URL Ingestion
URL ingestion lets you import content directly from web pages without downloading files. Simply provide a URL, and Airmailer fetches, processes, and stores the content automatically.
How It Works
Enter URL → Airmailer fetches page → Content extracted → Stored as document
- Fetch: Airmailer retrieves the webpage content
- Parse: HTML is analyzed to identify main content
- Clean: Navigation, headers, footers removed
- Convert: Content converted to Markdown
- Store: Document saved to your knowledge base
Using URL Ingestion
- Navigate to Documents in the sidebar
- Click Import from URL
- Enter the webpage URL
- Provide a title for the document
- Select a document type
- Click Import
URL Requirements
Supported URLs
- Public webpages (no login required)
- HTTPS URLs (HTTP automatically upgraded)
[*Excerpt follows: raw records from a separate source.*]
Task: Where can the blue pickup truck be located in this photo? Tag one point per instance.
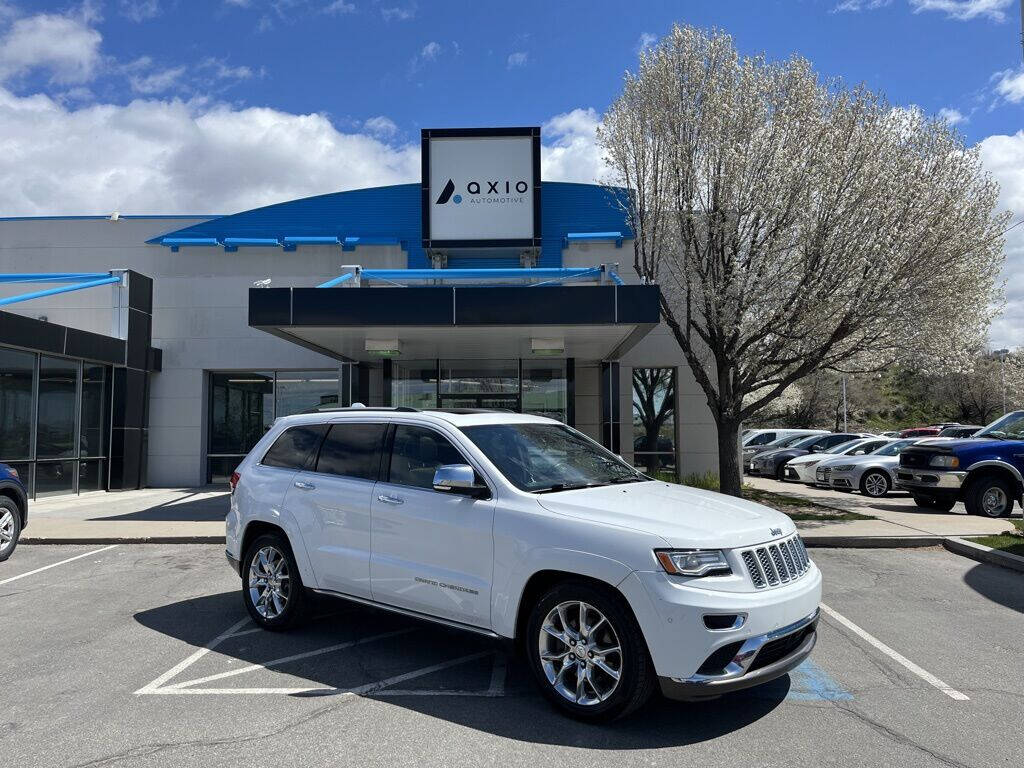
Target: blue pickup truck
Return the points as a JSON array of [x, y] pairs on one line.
[[986, 472]]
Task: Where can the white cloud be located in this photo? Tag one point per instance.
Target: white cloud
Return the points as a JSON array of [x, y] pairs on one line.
[[646, 41], [380, 126], [399, 12], [65, 46], [339, 7], [858, 5], [170, 156], [571, 153], [157, 82], [1004, 158], [965, 9], [951, 116], [1010, 84], [139, 10]]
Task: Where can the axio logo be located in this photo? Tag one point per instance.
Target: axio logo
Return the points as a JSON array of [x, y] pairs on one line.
[[446, 195], [500, 190]]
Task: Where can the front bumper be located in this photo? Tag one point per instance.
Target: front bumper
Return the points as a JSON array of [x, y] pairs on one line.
[[671, 612], [743, 671], [929, 479]]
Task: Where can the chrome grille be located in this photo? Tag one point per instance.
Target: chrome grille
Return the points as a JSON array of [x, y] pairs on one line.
[[776, 563]]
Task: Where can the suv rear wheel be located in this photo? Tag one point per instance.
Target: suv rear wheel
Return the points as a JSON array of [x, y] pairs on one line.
[[10, 527], [271, 587], [587, 652], [989, 497]]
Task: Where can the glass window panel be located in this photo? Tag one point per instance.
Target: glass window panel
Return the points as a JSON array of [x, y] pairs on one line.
[[94, 406], [302, 390], [91, 475], [654, 419], [295, 446], [218, 469], [54, 477], [57, 408], [352, 451], [544, 388], [414, 384], [480, 377], [241, 411], [417, 454], [16, 371]]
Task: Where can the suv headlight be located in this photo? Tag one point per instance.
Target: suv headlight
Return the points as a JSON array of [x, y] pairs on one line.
[[693, 561]]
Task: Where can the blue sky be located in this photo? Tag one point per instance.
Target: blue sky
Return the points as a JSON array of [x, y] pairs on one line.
[[219, 105]]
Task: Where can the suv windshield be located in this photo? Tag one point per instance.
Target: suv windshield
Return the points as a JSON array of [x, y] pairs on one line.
[[1010, 427], [544, 458]]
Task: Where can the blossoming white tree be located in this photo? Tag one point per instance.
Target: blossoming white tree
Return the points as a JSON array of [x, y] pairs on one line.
[[796, 224]]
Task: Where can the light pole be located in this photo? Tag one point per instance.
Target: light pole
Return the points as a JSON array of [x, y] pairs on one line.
[[1001, 354]]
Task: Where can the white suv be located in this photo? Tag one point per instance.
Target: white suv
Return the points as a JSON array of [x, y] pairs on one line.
[[520, 527]]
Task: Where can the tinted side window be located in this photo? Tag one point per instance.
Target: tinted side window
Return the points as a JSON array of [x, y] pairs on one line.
[[417, 454], [295, 448], [352, 451]]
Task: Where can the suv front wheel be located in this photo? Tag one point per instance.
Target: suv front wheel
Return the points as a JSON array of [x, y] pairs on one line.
[[587, 652], [271, 587]]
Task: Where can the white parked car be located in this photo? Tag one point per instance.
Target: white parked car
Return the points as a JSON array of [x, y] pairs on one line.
[[872, 475], [802, 468], [520, 527]]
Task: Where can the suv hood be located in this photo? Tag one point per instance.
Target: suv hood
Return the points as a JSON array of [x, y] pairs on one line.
[[682, 516]]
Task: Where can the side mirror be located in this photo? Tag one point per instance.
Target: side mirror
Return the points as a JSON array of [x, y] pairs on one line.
[[459, 478]]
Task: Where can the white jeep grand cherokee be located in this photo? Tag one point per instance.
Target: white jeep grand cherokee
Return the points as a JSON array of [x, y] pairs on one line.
[[520, 527]]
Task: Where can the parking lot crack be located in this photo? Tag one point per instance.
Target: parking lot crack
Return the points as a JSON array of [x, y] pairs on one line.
[[895, 736], [143, 751]]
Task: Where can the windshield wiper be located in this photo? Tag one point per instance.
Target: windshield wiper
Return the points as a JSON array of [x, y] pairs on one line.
[[568, 486]]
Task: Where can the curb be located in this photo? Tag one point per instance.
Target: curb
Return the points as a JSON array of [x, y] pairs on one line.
[[984, 554], [125, 540], [870, 542]]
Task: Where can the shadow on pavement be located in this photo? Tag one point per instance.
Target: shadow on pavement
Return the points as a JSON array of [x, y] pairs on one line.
[[197, 507], [998, 585], [407, 645]]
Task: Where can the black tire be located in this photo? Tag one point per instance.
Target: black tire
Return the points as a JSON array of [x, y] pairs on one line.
[[7, 506], [980, 494], [637, 680], [291, 612], [865, 485]]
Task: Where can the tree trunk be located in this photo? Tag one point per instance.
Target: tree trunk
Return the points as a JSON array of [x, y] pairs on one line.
[[728, 457]]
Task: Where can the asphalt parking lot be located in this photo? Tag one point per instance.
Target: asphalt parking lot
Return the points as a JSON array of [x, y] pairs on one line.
[[143, 655]]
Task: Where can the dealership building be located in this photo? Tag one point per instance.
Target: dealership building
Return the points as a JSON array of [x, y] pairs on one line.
[[154, 350]]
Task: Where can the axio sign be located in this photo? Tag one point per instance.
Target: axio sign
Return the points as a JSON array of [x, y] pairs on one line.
[[481, 187]]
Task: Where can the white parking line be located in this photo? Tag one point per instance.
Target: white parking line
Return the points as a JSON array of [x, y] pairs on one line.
[[923, 674], [53, 565]]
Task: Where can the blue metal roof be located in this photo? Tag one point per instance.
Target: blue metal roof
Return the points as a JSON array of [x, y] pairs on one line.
[[391, 215]]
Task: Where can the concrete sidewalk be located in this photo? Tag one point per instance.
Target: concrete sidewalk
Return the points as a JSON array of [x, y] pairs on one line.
[[197, 515]]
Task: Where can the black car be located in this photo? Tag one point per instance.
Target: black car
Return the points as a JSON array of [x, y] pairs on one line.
[[772, 463]]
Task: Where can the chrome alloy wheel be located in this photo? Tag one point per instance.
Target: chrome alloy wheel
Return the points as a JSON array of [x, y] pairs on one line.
[[580, 653], [269, 584], [993, 503], [876, 484], [6, 529]]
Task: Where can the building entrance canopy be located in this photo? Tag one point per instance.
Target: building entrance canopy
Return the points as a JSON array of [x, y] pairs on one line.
[[587, 322]]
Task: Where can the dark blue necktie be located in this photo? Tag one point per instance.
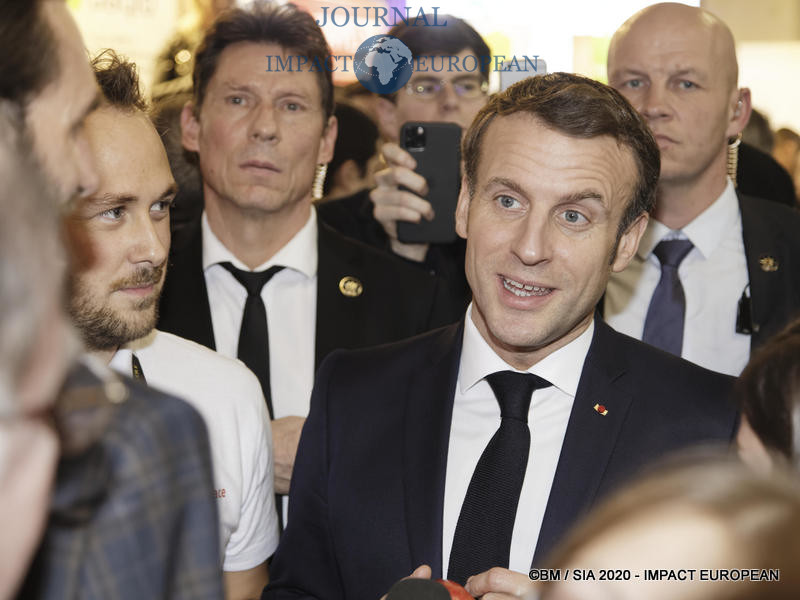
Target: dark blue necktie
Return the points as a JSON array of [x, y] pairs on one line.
[[663, 326], [482, 539], [253, 347]]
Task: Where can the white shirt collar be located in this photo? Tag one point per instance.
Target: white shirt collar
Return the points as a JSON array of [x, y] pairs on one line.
[[121, 361], [562, 368], [299, 253], [706, 231]]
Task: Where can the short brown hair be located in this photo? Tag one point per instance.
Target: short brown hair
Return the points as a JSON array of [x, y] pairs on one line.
[[578, 107], [119, 81], [768, 392], [288, 26]]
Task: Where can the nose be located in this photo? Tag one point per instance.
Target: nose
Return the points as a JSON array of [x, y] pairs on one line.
[[150, 243], [264, 126], [653, 104], [531, 239]]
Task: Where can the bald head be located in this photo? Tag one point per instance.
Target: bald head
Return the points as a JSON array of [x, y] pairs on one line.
[[677, 65], [671, 25]]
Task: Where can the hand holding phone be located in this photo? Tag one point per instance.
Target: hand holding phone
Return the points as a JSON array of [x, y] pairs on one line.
[[436, 149]]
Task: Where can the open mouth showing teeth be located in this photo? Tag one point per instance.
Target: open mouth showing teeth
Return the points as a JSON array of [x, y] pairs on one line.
[[522, 290]]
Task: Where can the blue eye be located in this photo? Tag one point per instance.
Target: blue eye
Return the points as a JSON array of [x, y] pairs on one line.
[[507, 201], [573, 217], [114, 214]]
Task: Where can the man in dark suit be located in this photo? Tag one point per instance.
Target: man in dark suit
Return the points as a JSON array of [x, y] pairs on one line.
[[402, 463], [262, 125], [739, 278]]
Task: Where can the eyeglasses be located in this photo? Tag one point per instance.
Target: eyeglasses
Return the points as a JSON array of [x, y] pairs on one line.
[[468, 88]]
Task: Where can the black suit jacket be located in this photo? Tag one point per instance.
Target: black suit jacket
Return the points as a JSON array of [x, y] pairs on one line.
[[398, 301], [367, 494], [771, 234]]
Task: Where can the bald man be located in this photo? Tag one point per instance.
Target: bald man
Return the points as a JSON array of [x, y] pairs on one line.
[[731, 262]]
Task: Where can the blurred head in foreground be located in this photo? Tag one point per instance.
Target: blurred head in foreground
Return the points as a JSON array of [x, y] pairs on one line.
[[709, 515], [768, 394]]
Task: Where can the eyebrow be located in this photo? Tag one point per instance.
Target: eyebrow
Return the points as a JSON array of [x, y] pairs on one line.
[[580, 196], [505, 182], [114, 199]]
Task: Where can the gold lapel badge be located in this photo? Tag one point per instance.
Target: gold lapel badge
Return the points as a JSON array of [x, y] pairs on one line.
[[351, 287], [768, 264]]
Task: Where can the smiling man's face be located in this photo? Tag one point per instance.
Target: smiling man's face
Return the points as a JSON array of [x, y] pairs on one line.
[[541, 228]]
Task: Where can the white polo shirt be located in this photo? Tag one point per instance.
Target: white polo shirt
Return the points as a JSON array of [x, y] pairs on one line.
[[229, 398]]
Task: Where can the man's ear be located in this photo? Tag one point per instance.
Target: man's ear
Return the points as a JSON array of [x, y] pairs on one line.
[[328, 141], [629, 243], [190, 128], [386, 111], [462, 209], [742, 107]]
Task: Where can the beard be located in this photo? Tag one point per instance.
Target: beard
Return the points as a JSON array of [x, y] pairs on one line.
[[104, 327]]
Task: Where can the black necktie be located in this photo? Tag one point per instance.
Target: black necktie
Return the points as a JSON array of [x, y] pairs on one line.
[[253, 336], [483, 533], [663, 326], [136, 369]]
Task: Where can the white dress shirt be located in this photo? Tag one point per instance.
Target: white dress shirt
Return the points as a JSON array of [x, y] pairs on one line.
[[476, 418], [713, 275], [290, 298]]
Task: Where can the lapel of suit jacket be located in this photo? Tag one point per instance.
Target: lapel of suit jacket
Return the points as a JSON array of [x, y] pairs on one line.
[[184, 308], [337, 314], [767, 287], [426, 441], [590, 438]]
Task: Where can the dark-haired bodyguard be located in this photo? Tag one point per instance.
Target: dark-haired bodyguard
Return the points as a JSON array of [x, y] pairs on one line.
[[259, 262], [419, 453]]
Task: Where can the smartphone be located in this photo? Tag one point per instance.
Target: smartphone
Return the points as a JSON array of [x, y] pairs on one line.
[[511, 73], [437, 149]]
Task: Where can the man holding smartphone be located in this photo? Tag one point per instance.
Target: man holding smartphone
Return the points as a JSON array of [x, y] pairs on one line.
[[445, 96]]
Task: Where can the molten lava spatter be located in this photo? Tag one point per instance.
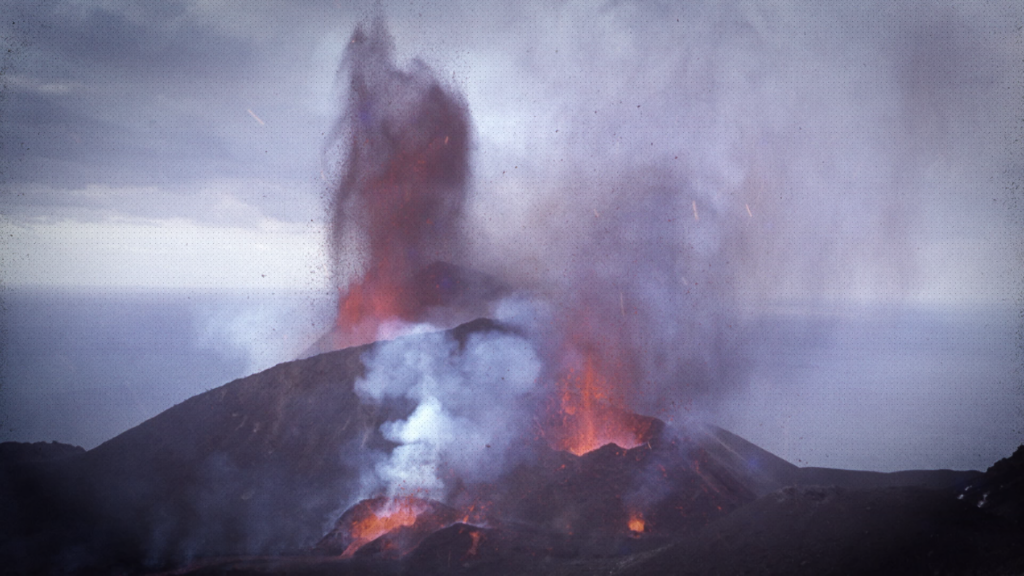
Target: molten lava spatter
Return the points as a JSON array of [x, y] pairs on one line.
[[388, 516], [591, 411], [636, 523], [402, 186]]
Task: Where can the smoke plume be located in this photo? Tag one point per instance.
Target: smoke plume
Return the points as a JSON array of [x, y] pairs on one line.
[[402, 144]]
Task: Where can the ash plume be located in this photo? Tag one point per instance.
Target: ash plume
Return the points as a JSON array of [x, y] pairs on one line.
[[402, 146]]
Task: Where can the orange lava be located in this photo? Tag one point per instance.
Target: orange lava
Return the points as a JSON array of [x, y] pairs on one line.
[[636, 523], [590, 413], [392, 515]]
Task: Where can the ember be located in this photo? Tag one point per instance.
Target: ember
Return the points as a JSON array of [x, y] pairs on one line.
[[636, 523]]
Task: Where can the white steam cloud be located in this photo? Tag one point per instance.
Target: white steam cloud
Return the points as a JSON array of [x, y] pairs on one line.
[[471, 406]]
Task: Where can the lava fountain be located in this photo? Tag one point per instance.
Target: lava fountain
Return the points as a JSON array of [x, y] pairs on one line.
[[403, 140]]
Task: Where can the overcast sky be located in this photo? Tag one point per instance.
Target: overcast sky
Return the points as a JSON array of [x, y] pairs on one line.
[[867, 151], [179, 145]]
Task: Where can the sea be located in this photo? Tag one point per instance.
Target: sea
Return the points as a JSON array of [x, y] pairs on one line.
[[866, 386]]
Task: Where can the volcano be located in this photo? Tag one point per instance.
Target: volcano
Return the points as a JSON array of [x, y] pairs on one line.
[[262, 476]]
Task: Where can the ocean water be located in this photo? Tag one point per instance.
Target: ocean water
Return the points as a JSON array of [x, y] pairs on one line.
[[861, 387], [81, 368]]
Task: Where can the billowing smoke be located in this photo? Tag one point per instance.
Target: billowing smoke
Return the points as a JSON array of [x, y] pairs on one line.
[[402, 144], [653, 188], [472, 402]]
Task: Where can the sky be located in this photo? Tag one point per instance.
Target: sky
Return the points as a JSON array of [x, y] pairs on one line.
[[867, 153]]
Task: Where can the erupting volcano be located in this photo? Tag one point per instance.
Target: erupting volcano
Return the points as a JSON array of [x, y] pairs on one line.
[[455, 421]]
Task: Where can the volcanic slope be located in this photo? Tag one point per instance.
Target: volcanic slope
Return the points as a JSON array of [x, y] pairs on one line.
[[264, 467]]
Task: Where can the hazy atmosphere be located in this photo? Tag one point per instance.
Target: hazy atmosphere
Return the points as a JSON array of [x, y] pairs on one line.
[[823, 202]]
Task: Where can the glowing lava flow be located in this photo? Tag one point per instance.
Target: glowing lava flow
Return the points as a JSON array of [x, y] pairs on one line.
[[392, 515], [590, 418], [636, 523]]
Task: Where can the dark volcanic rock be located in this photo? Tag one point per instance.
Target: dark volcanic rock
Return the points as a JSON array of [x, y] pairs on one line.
[[1000, 489], [246, 479], [832, 530], [259, 465]]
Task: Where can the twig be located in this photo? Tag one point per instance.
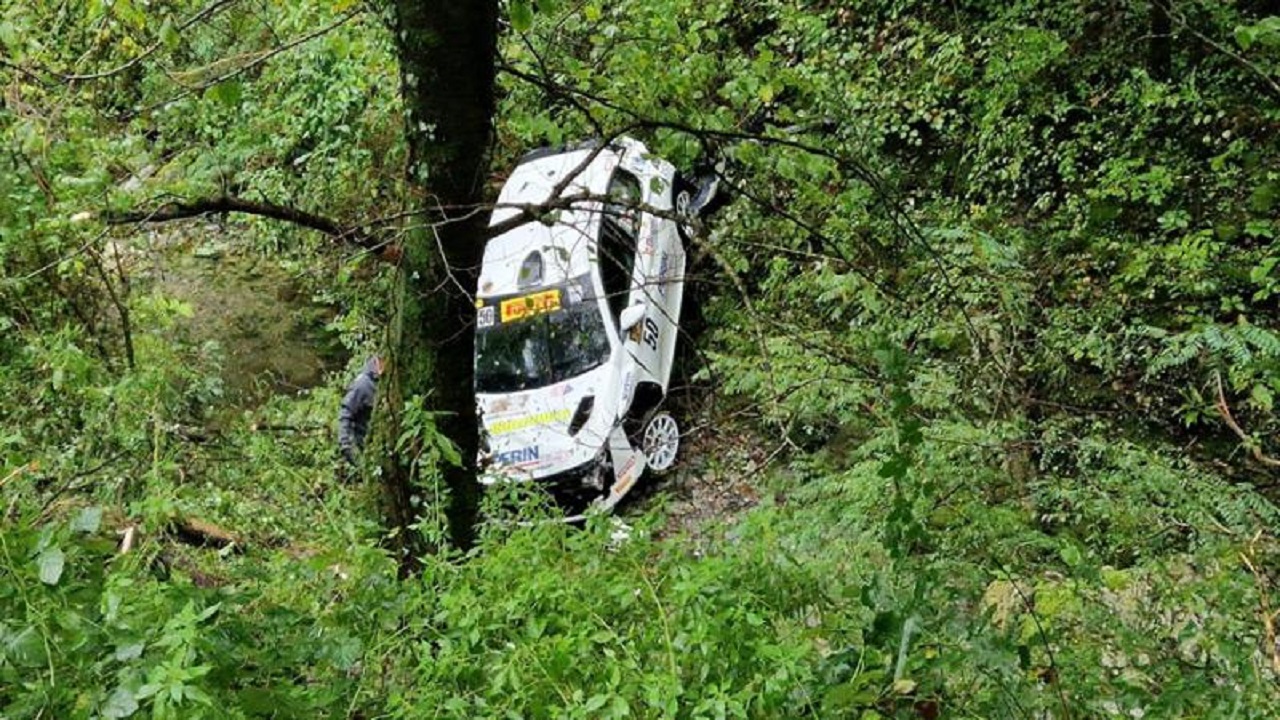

- Pages under 2 MB content
Unsupported URLs
- Password-protected pages
- Content behind paywalls
- Dynamic/JavaScript-only content
- Private IP addresses
- Localhost URLs
Content Extraction
What's Captured
- Main article/page content
- Headings and structure
- Text formatting (bold, italic)
- Lists and tables
- Inline links
What's Removed
- Navigation menus
- Site headers and footers
- Sidebar content
- Cookie notices
- Advertisement blocks
- Social sharing buttons
- Comments sections
Security Features
Airmailer includes security measures for URL ingestion:
| Protection | Description | |------------|-------------| | HTTPS Required | All URLs upgraded to HTTPS | | Private IP Blocked | Cannot fetch from internal networks | | Size Limit | Maximum 2 MB content | | Timeout | 10-second fetch timeout | | Redirect Limit | Maximum 3 redirects followed |
Best Practices
Choose the Right Pages
Good candidates for import:
- FAQ pages
- Policy pages (returns, privacy, terms)
- Product description pages
- Help center articles
- Blog posts with evergreen content
Avoid importing:
- Pages with mostly images
- Dynamic content (changes frequently)
- Pages with minimal text
- User-generated content
Verify After Import
After importing, review the document:
- Check content was extracted correctly
- Verify formatting looks right
- Edit title if needed
- Confirm document type is appropriate
Handling Import Issues
Page Not Loading
Possible causes:
- Page requires authentication
- Server blocking automated requests
- Page doesn't exist (404)
- Network timeout
Solution: Try downloading the page manually and uploading as HTML.
Content Missing
If the imported content is incomplete:
- The page may use JavaScript rendering
- Content might be in an iframe
- The main content detection may have missed areas
Solution: Export the page to HTML and upload manually.
Wrong Content Extracted
If navigation or sidebar content appears:
- The page structure may be non-standard
- Content detection found the wrong area
Solution: Edit the document to remove unwanted content, or re-import from a cleaner source.
Common Use Cases
Import Your FAQ Page
URL: https://yoursite.com/faq
Title: "Frequently Asked Questions"
Type: FAQ
Import Return Policy
URL: https://yoursite.com/returns
Title: "Return and Refund Policy"
Type: Returns
Import Product Info
URL: https://yoursite.com/products/widget
Title: "Widget Product Information"
Type: Other
Refreshing Content
If the source webpage changes:
- Delete the existing document
- Re-import from the same URL
- Or manually update the document content
Airmailer doesn't automatically sync with source URLs—imported content is a snapshot.
Limits
| Limit | Value | |-------|-------| | Content size | 2 MB maximum | | Fetch timeout | 10 seconds | | Max redirects | 3 | | Rate limit | No specific limit |
Troubleshooting
"Failed to fetch URL"
- Verify the URL is correct and accessible
- Check if the page requires login
- Try accessing the URL in an incognito browser window
"Content too large"
- The page exceeds 2 MB
- Try importing a more focused sub-page
- Download and manually trim the HTML
"Timeout error"
- The server took too long to respond
- Try again later
- Download the page manually instead
"No content found"
- The page may be mostly JavaScript-rendered
- Content structure not recognized
- Use manual HTML upload instead